How Cattle Can Beat Trees at Carbon Capture
posted on
August 8, 2025
I have a question for you to kick off this article...
What if I told you that a well-managed pasture with grazing cattle could store MORE carbon per acre than a forest full of 100-foot trees?
Would you believe it?

Sounds crazy, right? But here’s the surprising truth: when livestock are rotated across pasture in a regenerative way, grasslands become some of the most powerful carbon sinks on the planet.
On our farm, we’ve spent years rebuilding our soil.
Today, our pastures are teeming with life above and below the surface — including a booming population of earthworms that, by our estimate, produce over 160,000 lbs of worm castings per acre every year. That’s nature’s fertilizer, made in-house, improving our soil’s ability to hold water, nutrients, and…carbon.
Here’s why this works
- Forests store most of their carbon above ground, in trunks and branches. But when trees burn, die, or get logged, much of that carbon is released.
- Grasslands, on the other hand, store their carbon underground, where it’s far more stable — especially when those grasslands are managed with intentional grazing and rest cycles.

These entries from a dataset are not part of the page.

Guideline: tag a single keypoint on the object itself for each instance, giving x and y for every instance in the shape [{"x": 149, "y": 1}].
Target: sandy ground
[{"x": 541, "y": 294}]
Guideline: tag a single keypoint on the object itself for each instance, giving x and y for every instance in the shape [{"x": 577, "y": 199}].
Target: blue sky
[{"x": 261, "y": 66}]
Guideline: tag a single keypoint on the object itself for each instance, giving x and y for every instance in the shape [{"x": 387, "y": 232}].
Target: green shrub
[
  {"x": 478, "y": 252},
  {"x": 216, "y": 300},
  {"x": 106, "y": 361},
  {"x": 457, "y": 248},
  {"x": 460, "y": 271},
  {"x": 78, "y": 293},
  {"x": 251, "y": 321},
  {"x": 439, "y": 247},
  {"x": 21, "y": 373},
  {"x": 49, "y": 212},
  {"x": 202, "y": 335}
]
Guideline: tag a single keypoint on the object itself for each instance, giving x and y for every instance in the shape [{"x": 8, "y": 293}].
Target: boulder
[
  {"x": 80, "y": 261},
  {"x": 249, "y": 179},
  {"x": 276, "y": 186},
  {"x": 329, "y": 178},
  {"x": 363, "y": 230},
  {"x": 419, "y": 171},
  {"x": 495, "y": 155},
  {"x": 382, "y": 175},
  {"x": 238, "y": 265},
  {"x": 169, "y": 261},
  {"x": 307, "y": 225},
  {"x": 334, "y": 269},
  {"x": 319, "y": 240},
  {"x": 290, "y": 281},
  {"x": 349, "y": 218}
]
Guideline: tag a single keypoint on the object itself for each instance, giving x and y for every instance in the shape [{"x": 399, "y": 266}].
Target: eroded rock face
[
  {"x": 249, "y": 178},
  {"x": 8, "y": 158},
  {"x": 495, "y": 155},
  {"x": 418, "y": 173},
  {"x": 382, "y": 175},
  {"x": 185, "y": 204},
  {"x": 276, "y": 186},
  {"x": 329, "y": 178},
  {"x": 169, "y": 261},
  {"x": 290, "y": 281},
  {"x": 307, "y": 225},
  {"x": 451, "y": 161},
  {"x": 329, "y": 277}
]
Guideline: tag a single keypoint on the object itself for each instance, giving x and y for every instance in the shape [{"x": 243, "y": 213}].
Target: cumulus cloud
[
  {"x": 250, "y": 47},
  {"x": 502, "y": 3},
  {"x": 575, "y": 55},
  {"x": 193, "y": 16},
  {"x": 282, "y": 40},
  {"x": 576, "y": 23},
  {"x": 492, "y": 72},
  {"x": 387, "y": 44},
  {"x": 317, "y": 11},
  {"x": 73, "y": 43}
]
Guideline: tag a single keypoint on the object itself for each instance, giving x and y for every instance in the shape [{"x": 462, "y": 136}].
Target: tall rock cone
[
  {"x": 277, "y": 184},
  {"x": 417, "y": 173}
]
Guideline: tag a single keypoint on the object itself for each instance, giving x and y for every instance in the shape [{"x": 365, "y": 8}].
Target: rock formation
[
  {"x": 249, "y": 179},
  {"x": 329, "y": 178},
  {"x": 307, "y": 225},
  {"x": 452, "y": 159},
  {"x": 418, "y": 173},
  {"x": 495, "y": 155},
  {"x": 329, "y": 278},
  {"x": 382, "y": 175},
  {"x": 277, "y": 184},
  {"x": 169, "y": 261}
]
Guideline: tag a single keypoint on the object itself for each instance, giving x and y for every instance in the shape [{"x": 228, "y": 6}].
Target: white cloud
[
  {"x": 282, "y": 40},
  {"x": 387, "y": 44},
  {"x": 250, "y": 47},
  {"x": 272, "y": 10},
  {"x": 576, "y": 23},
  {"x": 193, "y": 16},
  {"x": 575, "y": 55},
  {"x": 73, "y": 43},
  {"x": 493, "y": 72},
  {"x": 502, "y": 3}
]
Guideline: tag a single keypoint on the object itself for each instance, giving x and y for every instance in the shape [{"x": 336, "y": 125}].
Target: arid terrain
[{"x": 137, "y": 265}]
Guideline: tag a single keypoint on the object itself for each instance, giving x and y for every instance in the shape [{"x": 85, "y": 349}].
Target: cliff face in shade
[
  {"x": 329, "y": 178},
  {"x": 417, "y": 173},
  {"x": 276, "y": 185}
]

- With deep roots, robust microbial activity, and constant biological inputs from grazing animals (urine and manure), regenerative pastures can draw down carbon year after year — without risk of wildfire losses or clear-cutting.
And, it doesn’t take 100 years to build this kind of carbon bank either. Regenerative grazing can start making an impact within just a few seasons.
And yes, this flies in the face of everything we’ve been told — that cows are the climate enemy and forests are the only path to carbon capture.
But when you look beneath the surface — quite literally — you start to see a different story. One where healthy land, well-treated animals, and nutrient-dense food (all which you'll find here at Seven Sons 🤠) work together to regenerate instead of extract.
🌳 Now, to be clear — trees matter. BIG TIME.
This isn’t about choosing one over the other. In fact, combining regenerative grazing with trees is where things get really exciting.
It’s a method called silvopasturing — and it's one of the most powerful land-use strategies we know of. That’s why we’ve been strategically planting thousands of trees into our pastures over the last several years… with thousands more to come.


We’re not losing grazing capacity — we’re gaining it.
These trees will boost grass productivity, create microclimates, and offer animals natural shade and shelter, all while adding another layer of long-term carbon storage to our farm above our green grasses.
This is the kind of agriculture that heals instead of harms — and it's possible because of people like you who choose to support it.
Thanks for being part of that story and continuing to evolve with us.